Posted by: S.cute.us | Aug 19, 2008 12:35:27 PM
The issues you spot are more consequential and/or "bigger" for a variety of reasons, but they lack the crisp split that this fast-track issue is likely to present.
Posted by: Doug B. | Aug 19, 2008 1:03:39 PM
Acquitted conduct has marquee value but it doesn't effect more than a handful of defendants while "fast track" has the ability to effect tens of thousands (a quarter of the docket is immigration). But "fast track" could be much trickier. Unlike relevant conduct rules that come from the Commission, "fast track" is clearly a congressionally mandated disparity.
This might be the extra few feet of rope the judiciary needs to hang itself and cause Congress to finally wake up.
Posted by: Careful What You Ask For... | Aug 19, 2008 1:20:49 PM
Here's some interesting data in light of the policy behind fast track being to allow prosecutors in border districts to move cases.
In 2007, the government moved for early disposition departures in twenty districts, both on and off the border, in districts with and without heavy immigration caseloads. See USSC, 2007 Sourcebook of Federal Sentencing Statistics, Appendix B, http://www.ussc.gov/ANNRPT/2007/SBTOC07.htm.
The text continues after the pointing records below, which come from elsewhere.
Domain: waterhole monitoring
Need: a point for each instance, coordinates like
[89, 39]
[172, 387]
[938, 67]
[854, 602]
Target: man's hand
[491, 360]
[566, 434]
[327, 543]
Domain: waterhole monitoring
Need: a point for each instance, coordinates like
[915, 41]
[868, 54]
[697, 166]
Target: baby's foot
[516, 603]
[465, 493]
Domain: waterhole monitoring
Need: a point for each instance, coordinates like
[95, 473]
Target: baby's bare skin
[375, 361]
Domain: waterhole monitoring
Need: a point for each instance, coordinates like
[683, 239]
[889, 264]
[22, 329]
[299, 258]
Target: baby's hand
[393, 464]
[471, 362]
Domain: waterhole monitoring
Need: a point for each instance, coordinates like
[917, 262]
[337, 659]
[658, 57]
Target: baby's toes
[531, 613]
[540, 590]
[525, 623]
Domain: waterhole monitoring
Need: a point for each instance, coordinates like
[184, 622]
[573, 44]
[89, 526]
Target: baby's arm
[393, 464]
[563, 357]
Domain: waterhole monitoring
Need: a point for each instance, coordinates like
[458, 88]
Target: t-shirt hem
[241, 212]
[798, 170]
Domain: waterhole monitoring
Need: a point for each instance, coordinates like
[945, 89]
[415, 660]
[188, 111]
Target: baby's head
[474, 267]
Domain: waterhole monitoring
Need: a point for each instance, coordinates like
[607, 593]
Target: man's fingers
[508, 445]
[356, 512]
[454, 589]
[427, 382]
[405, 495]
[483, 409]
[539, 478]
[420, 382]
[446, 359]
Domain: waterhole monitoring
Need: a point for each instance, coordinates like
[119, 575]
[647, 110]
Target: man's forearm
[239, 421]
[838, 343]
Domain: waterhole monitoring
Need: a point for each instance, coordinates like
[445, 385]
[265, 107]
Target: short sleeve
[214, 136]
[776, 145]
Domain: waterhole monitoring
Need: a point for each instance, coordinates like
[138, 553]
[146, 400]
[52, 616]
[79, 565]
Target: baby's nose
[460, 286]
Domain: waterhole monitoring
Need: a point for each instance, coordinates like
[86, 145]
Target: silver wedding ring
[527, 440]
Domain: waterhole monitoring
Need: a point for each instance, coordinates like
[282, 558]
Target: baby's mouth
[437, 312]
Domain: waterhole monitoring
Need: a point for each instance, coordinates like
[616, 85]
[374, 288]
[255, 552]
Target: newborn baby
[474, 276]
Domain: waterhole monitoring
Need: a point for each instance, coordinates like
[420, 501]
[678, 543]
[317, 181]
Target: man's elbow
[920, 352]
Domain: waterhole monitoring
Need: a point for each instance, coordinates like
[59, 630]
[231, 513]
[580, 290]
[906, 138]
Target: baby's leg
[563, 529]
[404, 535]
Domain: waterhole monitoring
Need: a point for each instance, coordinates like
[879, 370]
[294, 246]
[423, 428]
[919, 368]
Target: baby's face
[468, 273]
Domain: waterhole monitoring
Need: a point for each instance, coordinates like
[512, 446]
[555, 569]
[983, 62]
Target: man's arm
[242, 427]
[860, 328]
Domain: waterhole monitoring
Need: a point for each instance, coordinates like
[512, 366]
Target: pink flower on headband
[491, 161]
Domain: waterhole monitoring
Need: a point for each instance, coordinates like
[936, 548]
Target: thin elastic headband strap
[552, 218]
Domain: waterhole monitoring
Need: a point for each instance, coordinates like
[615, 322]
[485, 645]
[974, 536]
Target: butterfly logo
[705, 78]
That's great if the government moves for it in your client's case, perhaps recognizing that the guideline sentence under 2L1.2 is just too long. And why are those sentences so long? So the government can use fast track departures to induce quick guilty pleas.
Although Congress ordered the Commission to create the 5K3.1 guideline, it did not order judges not to alleviate unwarranted disparity.
Posted by: abe | Aug 19, 2008 6:47:12 PM
Here is the issue: it is one thing if pre-Kimbrough law said that a district court could never CONSIDER (let alone GRANT) a variance on that basis. But Kimbrough cannot and does not obligate district courts to GRANT such variances. So, this defendant can make his pitch on remand, and if the District Court exercises its discretion and declines to grant the variance, he has no claim on appeal that his sentence is substantively unreasonable. Put another way, no district court is obligated to grant a requested variance.